Justice. Pour sa retraite, il vire 220.000 euros sur le compte de sa fille.
Pas un mot de remord. Dans la bouche de Gérard Dupré, 66 ans, conseiller en patrimoine financier désormais à la retraite, il n’y a rien d’anormal ni de choquant à ce qu’une cliente le gratifie généreusement de plus de 220.000 euros.
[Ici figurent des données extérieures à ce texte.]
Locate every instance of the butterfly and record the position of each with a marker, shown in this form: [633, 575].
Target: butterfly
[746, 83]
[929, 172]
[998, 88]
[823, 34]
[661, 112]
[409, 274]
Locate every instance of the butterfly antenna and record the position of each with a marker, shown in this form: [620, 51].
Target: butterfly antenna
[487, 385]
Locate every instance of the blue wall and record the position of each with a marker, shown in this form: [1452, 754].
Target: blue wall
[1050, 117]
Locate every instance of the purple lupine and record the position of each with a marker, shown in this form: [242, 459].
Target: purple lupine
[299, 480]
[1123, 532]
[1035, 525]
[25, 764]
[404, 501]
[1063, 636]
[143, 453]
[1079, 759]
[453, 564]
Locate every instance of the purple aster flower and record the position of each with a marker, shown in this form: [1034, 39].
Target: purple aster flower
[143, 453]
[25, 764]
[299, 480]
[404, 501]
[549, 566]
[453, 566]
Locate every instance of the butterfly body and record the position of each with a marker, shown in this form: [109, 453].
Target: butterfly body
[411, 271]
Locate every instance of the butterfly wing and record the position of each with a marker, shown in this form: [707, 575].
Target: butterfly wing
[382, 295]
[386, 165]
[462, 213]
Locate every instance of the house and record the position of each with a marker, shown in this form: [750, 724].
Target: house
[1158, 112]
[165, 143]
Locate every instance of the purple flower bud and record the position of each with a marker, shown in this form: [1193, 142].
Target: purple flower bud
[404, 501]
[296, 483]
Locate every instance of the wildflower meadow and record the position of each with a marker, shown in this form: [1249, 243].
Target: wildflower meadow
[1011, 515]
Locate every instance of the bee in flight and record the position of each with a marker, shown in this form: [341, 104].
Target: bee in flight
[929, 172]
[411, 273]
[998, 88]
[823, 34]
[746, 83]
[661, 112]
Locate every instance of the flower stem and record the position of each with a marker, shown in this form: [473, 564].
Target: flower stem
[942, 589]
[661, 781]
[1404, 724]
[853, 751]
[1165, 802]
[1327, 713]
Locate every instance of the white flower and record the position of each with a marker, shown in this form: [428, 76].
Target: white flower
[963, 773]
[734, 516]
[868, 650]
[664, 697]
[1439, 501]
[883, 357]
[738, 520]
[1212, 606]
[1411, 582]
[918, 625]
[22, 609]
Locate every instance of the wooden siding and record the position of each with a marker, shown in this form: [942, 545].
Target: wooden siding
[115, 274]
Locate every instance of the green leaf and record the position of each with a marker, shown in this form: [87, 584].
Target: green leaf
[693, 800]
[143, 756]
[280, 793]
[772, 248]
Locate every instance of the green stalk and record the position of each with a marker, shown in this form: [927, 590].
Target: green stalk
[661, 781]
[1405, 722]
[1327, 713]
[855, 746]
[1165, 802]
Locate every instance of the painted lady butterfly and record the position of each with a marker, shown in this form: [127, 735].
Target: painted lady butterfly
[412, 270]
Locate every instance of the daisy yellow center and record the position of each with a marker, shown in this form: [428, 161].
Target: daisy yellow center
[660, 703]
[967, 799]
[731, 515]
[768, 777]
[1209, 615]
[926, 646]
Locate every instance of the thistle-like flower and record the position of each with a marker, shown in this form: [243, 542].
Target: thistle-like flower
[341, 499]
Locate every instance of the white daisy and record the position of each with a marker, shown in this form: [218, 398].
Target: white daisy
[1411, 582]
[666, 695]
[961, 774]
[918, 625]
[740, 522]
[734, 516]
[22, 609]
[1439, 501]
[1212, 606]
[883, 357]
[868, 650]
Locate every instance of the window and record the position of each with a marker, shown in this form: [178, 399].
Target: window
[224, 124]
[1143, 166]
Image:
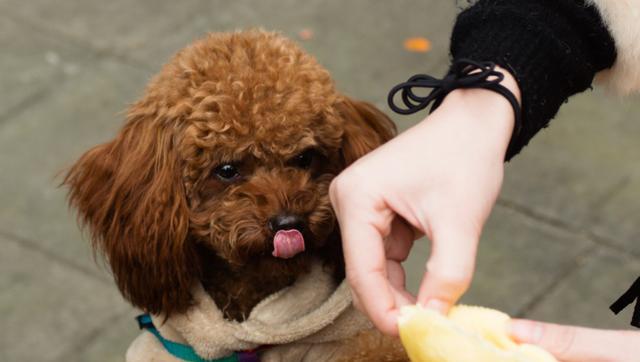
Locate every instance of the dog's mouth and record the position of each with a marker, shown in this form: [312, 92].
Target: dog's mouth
[288, 243]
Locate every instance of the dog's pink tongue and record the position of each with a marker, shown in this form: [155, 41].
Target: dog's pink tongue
[287, 243]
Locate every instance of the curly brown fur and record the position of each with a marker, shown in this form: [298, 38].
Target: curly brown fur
[156, 205]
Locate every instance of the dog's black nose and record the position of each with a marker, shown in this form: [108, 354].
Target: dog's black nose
[286, 222]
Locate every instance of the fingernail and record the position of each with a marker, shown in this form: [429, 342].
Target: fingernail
[526, 331]
[437, 305]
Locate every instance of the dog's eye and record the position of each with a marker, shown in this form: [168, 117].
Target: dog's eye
[227, 172]
[305, 159]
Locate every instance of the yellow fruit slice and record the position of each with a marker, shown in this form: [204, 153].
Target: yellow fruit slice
[467, 334]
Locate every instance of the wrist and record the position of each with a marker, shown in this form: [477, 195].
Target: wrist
[486, 113]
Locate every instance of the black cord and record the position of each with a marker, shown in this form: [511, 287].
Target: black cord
[461, 75]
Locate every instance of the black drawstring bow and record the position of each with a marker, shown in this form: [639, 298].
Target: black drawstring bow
[464, 73]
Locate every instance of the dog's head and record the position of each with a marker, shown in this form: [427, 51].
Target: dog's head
[232, 147]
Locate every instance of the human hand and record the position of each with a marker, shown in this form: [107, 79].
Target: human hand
[439, 178]
[577, 344]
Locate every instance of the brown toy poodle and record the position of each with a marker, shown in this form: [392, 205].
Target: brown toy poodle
[219, 178]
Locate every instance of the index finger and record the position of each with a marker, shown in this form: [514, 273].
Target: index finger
[367, 274]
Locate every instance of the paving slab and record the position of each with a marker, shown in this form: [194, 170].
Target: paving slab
[117, 25]
[584, 297]
[571, 168]
[360, 42]
[31, 62]
[47, 307]
[110, 345]
[619, 218]
[39, 143]
[518, 259]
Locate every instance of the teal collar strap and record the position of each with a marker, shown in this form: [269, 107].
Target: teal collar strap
[185, 352]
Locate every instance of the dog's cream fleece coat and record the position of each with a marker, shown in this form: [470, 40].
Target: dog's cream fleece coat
[623, 21]
[308, 321]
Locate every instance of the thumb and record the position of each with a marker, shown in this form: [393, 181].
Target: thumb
[573, 344]
[449, 270]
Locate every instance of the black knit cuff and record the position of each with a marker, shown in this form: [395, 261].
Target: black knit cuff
[552, 47]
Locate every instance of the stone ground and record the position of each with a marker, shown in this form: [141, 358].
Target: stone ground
[560, 246]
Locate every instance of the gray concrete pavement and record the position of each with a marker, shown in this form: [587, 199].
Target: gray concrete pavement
[561, 244]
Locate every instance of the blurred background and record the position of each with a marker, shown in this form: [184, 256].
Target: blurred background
[560, 246]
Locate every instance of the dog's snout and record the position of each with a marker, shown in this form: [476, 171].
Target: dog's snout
[286, 222]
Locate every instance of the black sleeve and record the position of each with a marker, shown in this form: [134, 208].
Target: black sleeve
[552, 47]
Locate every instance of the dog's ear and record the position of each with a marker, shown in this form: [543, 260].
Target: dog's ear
[129, 193]
[365, 128]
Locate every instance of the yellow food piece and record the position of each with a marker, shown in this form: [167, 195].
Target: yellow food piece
[417, 44]
[473, 334]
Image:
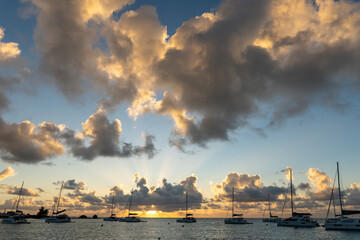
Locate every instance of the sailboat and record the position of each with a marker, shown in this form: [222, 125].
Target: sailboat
[235, 217]
[112, 217]
[341, 222]
[132, 217]
[271, 218]
[16, 217]
[55, 217]
[189, 218]
[297, 219]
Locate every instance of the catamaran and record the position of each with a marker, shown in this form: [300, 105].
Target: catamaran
[271, 217]
[189, 218]
[112, 217]
[297, 219]
[16, 217]
[55, 217]
[132, 217]
[340, 222]
[235, 217]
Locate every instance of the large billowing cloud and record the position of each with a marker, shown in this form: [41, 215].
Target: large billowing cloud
[104, 140]
[247, 188]
[27, 143]
[65, 39]
[15, 190]
[167, 197]
[7, 172]
[217, 73]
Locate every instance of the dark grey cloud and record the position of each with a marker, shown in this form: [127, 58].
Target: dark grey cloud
[222, 76]
[247, 188]
[27, 143]
[15, 190]
[167, 197]
[105, 140]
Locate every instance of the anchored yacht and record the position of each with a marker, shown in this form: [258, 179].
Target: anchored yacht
[56, 216]
[16, 217]
[302, 220]
[132, 217]
[271, 218]
[340, 221]
[235, 217]
[189, 218]
[112, 217]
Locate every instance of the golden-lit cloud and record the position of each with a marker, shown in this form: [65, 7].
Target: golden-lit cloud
[7, 172]
[8, 50]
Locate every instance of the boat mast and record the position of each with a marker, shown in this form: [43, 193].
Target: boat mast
[338, 172]
[232, 205]
[130, 202]
[269, 204]
[292, 203]
[17, 204]
[57, 207]
[112, 206]
[186, 203]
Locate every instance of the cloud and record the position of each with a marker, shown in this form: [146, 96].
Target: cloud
[166, 198]
[216, 74]
[247, 188]
[65, 35]
[105, 140]
[7, 172]
[27, 143]
[8, 50]
[15, 190]
[220, 70]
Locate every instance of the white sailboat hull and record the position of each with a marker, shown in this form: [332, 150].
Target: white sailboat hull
[130, 219]
[111, 219]
[236, 221]
[57, 219]
[274, 220]
[14, 220]
[186, 220]
[297, 223]
[342, 224]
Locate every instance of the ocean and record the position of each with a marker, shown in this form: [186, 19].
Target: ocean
[164, 229]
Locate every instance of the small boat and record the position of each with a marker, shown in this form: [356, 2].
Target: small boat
[302, 220]
[112, 217]
[236, 218]
[271, 217]
[16, 217]
[340, 221]
[189, 218]
[132, 217]
[56, 216]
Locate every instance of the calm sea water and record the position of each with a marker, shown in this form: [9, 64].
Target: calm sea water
[164, 229]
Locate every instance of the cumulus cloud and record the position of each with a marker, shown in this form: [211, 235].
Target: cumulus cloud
[7, 172]
[105, 140]
[15, 190]
[220, 70]
[166, 198]
[8, 50]
[247, 188]
[65, 35]
[27, 143]
[216, 74]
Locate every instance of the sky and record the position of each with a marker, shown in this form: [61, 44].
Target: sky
[160, 97]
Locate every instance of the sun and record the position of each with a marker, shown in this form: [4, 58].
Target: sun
[152, 213]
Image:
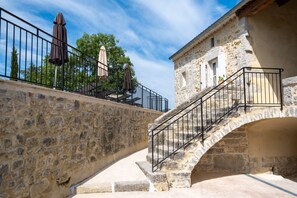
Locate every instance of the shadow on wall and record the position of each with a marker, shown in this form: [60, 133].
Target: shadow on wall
[272, 35]
[261, 146]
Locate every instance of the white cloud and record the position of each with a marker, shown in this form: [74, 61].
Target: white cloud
[150, 31]
[155, 74]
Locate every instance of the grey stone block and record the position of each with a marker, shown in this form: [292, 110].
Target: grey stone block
[129, 186]
[98, 188]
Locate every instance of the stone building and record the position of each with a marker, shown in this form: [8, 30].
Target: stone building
[255, 33]
[246, 124]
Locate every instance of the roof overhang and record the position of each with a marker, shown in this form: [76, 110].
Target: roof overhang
[212, 28]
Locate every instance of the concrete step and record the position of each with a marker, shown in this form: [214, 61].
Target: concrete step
[122, 176]
[157, 178]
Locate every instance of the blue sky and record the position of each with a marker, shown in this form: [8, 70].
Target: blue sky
[149, 30]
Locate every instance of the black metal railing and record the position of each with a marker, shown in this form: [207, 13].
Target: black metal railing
[248, 87]
[25, 56]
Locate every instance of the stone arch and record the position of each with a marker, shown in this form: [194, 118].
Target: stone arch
[197, 150]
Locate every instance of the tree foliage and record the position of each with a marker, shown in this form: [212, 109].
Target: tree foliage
[116, 58]
[81, 70]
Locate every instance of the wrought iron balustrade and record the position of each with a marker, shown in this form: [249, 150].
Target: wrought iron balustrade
[248, 87]
[30, 46]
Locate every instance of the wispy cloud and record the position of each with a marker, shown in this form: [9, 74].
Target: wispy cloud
[150, 31]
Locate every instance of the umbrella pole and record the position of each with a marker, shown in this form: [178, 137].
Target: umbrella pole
[55, 79]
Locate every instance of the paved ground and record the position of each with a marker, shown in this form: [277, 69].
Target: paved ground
[207, 185]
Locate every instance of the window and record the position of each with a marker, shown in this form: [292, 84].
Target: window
[212, 42]
[184, 79]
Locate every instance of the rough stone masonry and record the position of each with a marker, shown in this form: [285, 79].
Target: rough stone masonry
[50, 140]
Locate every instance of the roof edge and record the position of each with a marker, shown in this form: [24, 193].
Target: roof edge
[228, 16]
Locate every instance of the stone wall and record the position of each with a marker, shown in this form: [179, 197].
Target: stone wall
[230, 40]
[50, 140]
[253, 41]
[266, 145]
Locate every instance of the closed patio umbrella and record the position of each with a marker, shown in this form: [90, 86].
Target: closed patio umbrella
[102, 63]
[58, 55]
[127, 84]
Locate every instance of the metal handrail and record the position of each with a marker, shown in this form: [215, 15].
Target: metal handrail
[40, 30]
[206, 113]
[80, 74]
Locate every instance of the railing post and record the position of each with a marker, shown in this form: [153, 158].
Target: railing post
[152, 145]
[63, 67]
[202, 130]
[281, 88]
[244, 90]
[142, 95]
[150, 99]
[0, 22]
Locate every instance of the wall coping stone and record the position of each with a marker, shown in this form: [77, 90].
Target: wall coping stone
[23, 86]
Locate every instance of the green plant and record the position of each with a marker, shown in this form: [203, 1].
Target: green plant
[222, 78]
[14, 66]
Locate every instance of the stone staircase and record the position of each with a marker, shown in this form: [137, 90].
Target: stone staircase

La déontologie, même à la retraite, c’était toujours pas sa tasse de thé.
Jugé hier pour « abus de confiance sur personne particulièrement vulnérable », il maintient que Fernande Barthélémy, décédée en 2003 à 83 ans, l’avait tout simplement « à la bonne ». « A n’importe quel prétexte, elle me donnait de l’argent. Comme je partais à la retraite à la fin de l’année, elle était encore plus généreuse », affirme plein d’aplomb l’ancien banquier que 3 mois de détention provisoire n’ont pas fait réfléchir. En théorie, il encourt 7 ans de prison ferme, mais ne paraît guère inquiet dans ce dossier soldé en « audience de déstockage ». Sa fille qu’il a largement utilisée pour héberger les fonds détournés sur son compte dit n’y avoir pas vu le mal. « C’est étrange pour une comptable. Vous n’êtes pas fâchée avec les chiffres ? », lui envoie le président Ghigo.
« C’était facile »
C’est au décès de Fernande, le 23 septembre 2003, frappée par la maladie d’Alzheimer, que les détournements sont mis à jour. Gérard Dupré avait en charge la gestion du patrimoine financier des clients âgés les plus fortunés de l’agence Cantini à la BNP. Il se rendait souvent au domicile de cette veuve fortunée pourtant réputée radine et à qui il faisait signer à l’aveugle quantité de papiers. Les héritiers vont ainsi découvrir que les 4 contrats d’assurance vie dont ils étaient bénéficiaires pour un montant de 159.500 euros ont été transformés en 2 contrats au bénéfice de sa fille, qui endossait les chèques miraculeux. 34.000 euros de « dons » supplémentaires vont encore tomber du ciel sur son compte ouvert pour les besoins de la cause. « Il m’a dit que c’est une très bonne cliente qui n’a pas d’héritier. Je faisais confiance à mon père », assure l’ingénue. Me Di Marino, l’avocat des neveux belges dépossédés frauduleusement de l’héritage, ironise aussitôt sur le peu d’empressement de la fille à restituer un butin qu’il évalue, lui, à 220.000 euros là où les poursuites sont figées à 184.046 euros. Tout juste a-t-elle consigné 150.000 euros à l’agent du Trésor.
Les héritiers vont découvrir d’autres vilenies : cette seconde carte bancaire créée à l’insu de Fernande qui confondait déjà sa carte Damart et débitée de 4000 euros. Ce chèque volé émis pour 1090 euros encore au profit de la fille. Il osait même facturer 300 francs ses déplacements chez l’octogénaire et transformait la devise en euros ! « C’était facile », admet aujourd’hui le prévenu qui ne connaît pas la crise avec une retraite confortable de 3.500 euros. « Il était de belle apparence et ma tante l’écoutait comme l’Evangile » dira un neveu. Une expertise médicale a souligné la faiblesse de la victime : « son autonomie de jugement doit être considérée comme vulnérable en raison du développement de sa maladie d’Alzheimer. »
Pour la banque constituée partie civile en octobre 2005, il y avait bien des « éléments troublants » mais la « signature était conforme et les opérations au guichet formellement régulières. » De réclamer solidairement 5.000 euros de dommages intérêts pour le « comportement inadmissible » de l’ex préposé véreux et de sa fille.
« Aucun mea culpa, aucune remise en question, c’est absolument honteux », s’indigne le parquet qui sans sévérité requiert 18 mois de prison dont un an avec sursis contre l’ancien banquier. 18 mois de prison avec sursis sont demandés contre sa fille pour recel. En délibéré.